Enrico Mentana: La «festa» a Parigi, la curiosità della stampa estera e gli errori di quella italiana
Caro Mentana, non sono di quelli che hanno messo in dubbio l’autenticità delle registrazioni di Patrizia D’Addario. Ma lo spettacolo a Parigi, la stampa straniera che ci bacchetta perché non facciamo la rivoluzione... Non stiamo trasformando in caso una trita storia di sesso e potere? Lucia
A me pare che i due protagonisti non si possano per ora lamentare: il Cavaliere resta saldo in sella e può persino ironizzare, ma non troppo, sulla sua focosità privata, e la D’Addario vive una stagione da star, di emblema della libertà non solo sessuale.
Lei mi chiede di parlare di Patrizia: che in effetti passa per una specie di eroina, di Mata Hari della democrazia. Come se si fosse calata nel letto dell’Odiato Tiranno al solo scopo di mostrarlo nella sua vera luce, e accelerarne il tramonto. Ognuno di noi ha il diritto e il dovere di riflettere sullo stile di vita del premier e di trarne poi le conclusioni che crede alla prossima tornata elettorale. Ma è un po’ strano che si traggano conclusioni morali pesanti – che ci stanno eccome, beninteso – su Silvio Berlusconi, e poi invece si sorvoli disinvoltamente sui comportamenti di colei che lo ha incastrato, registrando l’incontro intimo per cui era stata ingaggiata come tante altre volte. Nessun moralismo: la professione di Patrizia D’Addario, che i mezzi di informazione elevano all’etichetta di «escort», c’è ed è per definizione la più antica del mondo. Ma è ben diversa da quella di paladina dello Stato di diritto o di martire della Repubblica.
Dico questo perché mi sembra si sia passata un bel po’ la misura, soprattutto in occasione di quella specie di festa allestita a Parigi, tra maschere di Berlusconi e camerieri in maglietta del Milan, in cui la D’Addario ha fatto da ospite d’onore. È vero che sta sfruttando il famoso quarto d’ora di celebrità. È vero anche che i media di tutto il mondo sono sempre stati famelicamente attratti da queste inguaiatrici dei potenti (pensate a Monica Lewinsky). Ci sta tutto: però con giudizio, ricordando di chi stiamo parlando, e chi stiamo facendo parlare. Lei parla come una vittima del regime costretta all’esilio, con gli stessi toni di un Cesare Battisti (quand’era anche lui a Parigi).
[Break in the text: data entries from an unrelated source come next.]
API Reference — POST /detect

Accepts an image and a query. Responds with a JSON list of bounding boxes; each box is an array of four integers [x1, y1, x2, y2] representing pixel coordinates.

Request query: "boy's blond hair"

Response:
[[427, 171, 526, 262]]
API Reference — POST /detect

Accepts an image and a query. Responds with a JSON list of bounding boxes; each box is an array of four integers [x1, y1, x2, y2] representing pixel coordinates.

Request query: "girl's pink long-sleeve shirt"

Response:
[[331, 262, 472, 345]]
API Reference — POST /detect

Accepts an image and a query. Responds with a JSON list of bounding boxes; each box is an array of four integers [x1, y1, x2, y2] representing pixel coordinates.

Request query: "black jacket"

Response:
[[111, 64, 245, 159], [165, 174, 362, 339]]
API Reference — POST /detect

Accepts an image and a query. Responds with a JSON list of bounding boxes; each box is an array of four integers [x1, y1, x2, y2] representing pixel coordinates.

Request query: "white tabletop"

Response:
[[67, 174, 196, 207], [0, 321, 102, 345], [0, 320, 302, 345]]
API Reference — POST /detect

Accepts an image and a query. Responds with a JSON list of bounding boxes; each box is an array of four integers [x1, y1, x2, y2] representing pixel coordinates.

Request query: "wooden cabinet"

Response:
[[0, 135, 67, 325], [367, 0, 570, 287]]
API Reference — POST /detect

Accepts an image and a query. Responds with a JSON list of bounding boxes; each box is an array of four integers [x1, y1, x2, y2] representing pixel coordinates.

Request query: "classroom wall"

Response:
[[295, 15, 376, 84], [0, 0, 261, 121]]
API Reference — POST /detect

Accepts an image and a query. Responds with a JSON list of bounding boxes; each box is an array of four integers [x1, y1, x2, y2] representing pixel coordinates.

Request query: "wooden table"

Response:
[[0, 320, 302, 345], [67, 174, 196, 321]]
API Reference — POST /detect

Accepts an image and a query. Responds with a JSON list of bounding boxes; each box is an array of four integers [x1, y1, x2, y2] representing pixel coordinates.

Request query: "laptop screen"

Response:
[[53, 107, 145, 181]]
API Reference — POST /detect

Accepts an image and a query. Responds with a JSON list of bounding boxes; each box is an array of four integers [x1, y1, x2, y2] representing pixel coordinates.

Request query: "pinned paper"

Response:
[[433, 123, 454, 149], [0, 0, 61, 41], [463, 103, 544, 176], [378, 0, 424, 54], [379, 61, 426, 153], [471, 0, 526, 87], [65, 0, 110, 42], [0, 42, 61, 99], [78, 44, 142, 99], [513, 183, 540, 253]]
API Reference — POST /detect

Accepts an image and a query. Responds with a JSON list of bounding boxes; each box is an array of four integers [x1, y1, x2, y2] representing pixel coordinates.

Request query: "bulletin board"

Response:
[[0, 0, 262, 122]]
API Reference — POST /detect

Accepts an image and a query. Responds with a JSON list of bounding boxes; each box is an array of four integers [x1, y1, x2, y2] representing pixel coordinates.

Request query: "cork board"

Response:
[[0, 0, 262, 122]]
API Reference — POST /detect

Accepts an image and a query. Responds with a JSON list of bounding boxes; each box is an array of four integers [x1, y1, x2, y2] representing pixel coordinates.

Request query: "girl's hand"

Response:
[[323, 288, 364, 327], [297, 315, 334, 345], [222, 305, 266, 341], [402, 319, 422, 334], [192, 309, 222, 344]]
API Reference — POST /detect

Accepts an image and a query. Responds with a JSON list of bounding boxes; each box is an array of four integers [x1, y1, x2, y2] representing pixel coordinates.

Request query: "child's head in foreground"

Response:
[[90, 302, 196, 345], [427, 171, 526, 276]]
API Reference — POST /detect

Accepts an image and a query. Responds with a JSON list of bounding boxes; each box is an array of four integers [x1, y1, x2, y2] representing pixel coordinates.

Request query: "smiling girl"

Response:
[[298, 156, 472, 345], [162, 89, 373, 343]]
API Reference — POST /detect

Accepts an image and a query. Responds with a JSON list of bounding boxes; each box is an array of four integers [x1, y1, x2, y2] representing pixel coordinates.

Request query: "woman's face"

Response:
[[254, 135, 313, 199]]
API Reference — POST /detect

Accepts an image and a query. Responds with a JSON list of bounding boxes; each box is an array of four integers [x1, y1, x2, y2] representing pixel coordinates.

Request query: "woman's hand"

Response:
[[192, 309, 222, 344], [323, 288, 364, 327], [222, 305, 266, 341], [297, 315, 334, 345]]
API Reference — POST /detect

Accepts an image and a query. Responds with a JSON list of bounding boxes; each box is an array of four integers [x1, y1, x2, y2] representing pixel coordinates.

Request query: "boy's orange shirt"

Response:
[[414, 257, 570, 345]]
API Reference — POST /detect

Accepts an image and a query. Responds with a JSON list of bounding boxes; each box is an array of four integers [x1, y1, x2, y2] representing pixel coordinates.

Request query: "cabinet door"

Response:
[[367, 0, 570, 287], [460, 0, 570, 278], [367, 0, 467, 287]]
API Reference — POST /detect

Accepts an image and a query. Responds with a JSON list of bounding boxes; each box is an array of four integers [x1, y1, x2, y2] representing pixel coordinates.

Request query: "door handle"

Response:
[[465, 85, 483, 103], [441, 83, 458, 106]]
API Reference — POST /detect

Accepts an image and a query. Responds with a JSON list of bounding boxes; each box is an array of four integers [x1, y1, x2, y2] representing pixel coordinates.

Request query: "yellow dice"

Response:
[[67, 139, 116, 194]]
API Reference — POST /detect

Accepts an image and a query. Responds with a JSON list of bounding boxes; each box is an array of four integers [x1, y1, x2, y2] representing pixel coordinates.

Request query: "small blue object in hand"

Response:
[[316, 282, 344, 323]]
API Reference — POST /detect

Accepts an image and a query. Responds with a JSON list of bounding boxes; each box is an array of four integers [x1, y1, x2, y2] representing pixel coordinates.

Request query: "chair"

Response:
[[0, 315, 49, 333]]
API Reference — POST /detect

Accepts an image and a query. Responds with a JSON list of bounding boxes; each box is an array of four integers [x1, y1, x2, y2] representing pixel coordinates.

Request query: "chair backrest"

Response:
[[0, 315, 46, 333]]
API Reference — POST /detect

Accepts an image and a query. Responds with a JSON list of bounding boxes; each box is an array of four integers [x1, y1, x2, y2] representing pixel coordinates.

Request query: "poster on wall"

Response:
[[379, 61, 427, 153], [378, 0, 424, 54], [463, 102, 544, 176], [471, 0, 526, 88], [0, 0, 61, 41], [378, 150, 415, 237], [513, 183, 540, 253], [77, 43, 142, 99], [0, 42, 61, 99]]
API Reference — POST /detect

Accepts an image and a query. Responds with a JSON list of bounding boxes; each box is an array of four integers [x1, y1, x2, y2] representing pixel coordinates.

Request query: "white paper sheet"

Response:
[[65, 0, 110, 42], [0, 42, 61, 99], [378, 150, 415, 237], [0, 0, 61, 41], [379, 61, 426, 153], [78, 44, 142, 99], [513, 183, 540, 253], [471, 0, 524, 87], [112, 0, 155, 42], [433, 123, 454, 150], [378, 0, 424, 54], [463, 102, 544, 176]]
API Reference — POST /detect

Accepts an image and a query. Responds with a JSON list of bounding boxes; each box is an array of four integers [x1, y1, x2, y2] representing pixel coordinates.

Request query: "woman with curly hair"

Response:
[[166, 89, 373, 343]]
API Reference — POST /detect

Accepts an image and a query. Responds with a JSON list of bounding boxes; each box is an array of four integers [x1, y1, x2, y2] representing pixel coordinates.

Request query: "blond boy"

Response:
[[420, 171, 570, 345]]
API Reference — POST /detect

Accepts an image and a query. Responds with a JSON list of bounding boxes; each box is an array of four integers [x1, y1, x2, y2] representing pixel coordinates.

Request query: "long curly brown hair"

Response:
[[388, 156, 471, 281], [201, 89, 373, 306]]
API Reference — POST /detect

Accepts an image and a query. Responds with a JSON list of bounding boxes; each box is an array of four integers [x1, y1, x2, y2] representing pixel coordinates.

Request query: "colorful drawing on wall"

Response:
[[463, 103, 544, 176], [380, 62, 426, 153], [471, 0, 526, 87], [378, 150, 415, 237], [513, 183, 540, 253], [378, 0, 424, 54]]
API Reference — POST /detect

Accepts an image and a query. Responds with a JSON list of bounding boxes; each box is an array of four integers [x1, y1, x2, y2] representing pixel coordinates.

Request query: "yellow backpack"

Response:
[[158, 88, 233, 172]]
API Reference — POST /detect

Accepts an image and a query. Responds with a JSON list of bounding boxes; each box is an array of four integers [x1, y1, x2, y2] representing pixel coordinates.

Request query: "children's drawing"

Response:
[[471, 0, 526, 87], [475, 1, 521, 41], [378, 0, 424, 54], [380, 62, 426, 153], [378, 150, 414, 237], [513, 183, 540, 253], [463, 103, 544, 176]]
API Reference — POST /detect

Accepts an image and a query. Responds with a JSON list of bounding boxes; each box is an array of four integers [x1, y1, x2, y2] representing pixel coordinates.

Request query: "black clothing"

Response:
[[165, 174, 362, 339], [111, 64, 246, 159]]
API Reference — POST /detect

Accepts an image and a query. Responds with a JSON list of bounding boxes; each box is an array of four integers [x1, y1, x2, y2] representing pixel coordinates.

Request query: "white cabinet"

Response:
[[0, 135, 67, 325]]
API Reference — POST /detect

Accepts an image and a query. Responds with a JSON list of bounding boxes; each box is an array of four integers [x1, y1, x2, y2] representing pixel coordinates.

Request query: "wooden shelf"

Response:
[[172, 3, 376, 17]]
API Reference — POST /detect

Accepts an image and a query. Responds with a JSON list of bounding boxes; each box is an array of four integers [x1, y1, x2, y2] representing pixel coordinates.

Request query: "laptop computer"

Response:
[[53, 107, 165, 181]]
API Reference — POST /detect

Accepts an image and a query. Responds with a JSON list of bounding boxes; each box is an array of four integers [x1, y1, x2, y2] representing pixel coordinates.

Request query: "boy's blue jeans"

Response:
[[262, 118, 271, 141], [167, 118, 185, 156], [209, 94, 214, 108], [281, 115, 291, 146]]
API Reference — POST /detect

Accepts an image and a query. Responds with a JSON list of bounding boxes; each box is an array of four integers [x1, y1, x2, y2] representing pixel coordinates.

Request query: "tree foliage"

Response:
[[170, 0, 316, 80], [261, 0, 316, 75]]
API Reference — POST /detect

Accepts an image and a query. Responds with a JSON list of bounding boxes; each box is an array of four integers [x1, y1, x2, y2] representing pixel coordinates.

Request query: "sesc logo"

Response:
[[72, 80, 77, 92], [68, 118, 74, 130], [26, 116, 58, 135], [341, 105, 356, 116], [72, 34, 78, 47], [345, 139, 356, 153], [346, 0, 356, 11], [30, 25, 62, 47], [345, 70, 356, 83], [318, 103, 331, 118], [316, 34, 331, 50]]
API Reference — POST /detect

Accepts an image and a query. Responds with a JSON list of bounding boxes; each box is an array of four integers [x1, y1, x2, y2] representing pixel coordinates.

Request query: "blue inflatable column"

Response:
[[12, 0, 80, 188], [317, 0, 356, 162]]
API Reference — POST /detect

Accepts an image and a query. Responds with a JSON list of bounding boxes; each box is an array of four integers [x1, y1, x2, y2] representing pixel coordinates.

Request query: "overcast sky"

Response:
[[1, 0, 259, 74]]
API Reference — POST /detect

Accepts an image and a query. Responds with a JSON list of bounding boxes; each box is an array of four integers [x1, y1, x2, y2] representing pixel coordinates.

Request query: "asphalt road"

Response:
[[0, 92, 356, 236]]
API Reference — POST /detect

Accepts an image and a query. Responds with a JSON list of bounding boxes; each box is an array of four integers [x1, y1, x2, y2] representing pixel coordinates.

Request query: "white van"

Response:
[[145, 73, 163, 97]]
Esagero? Purtroppo no: prendiamo Repubblica, il quotidiano che più ha scavato in questa zona oscura del Cavaliere, e leggiamo come inizia l’articolo dell’inviato a Parigi Paolo Berizzi, ottimo cronista: «Le due del pomeriggio. Un bicchiere di bevanda energetica (“Non dormo da tre giorni”). Un mazzo di giornali e un foglio di carta con il testo dell’instant-hit autobiografica, titolo My Life. Sul divano dell’albergo che la ospita in questo weekend di lavoro parigino, Patrizia D’Addario si riprende dall’ubriacatura mediatica e dal bagno di flash della serata-show al Globo. “È stata una cosa incredibile, ho capito che non sono sola, che la gente mi vuole bene, soprattutto fuori dall’Italia”, dice a Repubblica ravviando i capelli biondi e sistemandosi gli occhialoni da diva». Giudicate voi: faccio notare solo che la signora ha pronunciato queste parole meno di 24 ore dopo il suo arrivo in Francia…
Quanto alla stampa straniera, il discorso è diverso. Questo rilievo, quest’at- tenzione, ci stanno tutti. La storia è fortissima, giornalisticamente parlando. Pensate a tutto quel che è emerso, dalla festa di Noemi in poi, passando per l’annuncio di divorzio, con tutte le rivelazioni sulle feste e sulle ragazze in odore di candidatura politica, e il fiume delle intercettazioni e registrazioni che arrivavano dall’inchiesta barese. Trasferitela in qualsiasi Paese straniero, a carico del leader più forte. I giornali italiani ne parlerebbero per mesi con gusto e dovizia di particolari, come sempre fa la stampa, l’ho già detto, quando si mescolano sesso e potere, leader pubblici e vizi privati.
Questo, e nient’altro che questo, stanno facendo i media stranieri. Poi succede che i commentatori ne traggano le conseguenze, chiedendosi se Berlusconi rischia di perdere il posto o no. E qualcuno non si capacita che stia ancora lì, e gli italiani non lo caccino. Hanno il diritto sacrosanto di scriverlo, se lo pensano. Ma forse non conoscono l’Italia e i suoi abitanti, insomma noi. Divisi da 15 anni tra berlusconiani e anti-berlusconiani a prescindere, e per questo impermeabili, o quasi, anche a questo scandalo alle Cime di Rapa.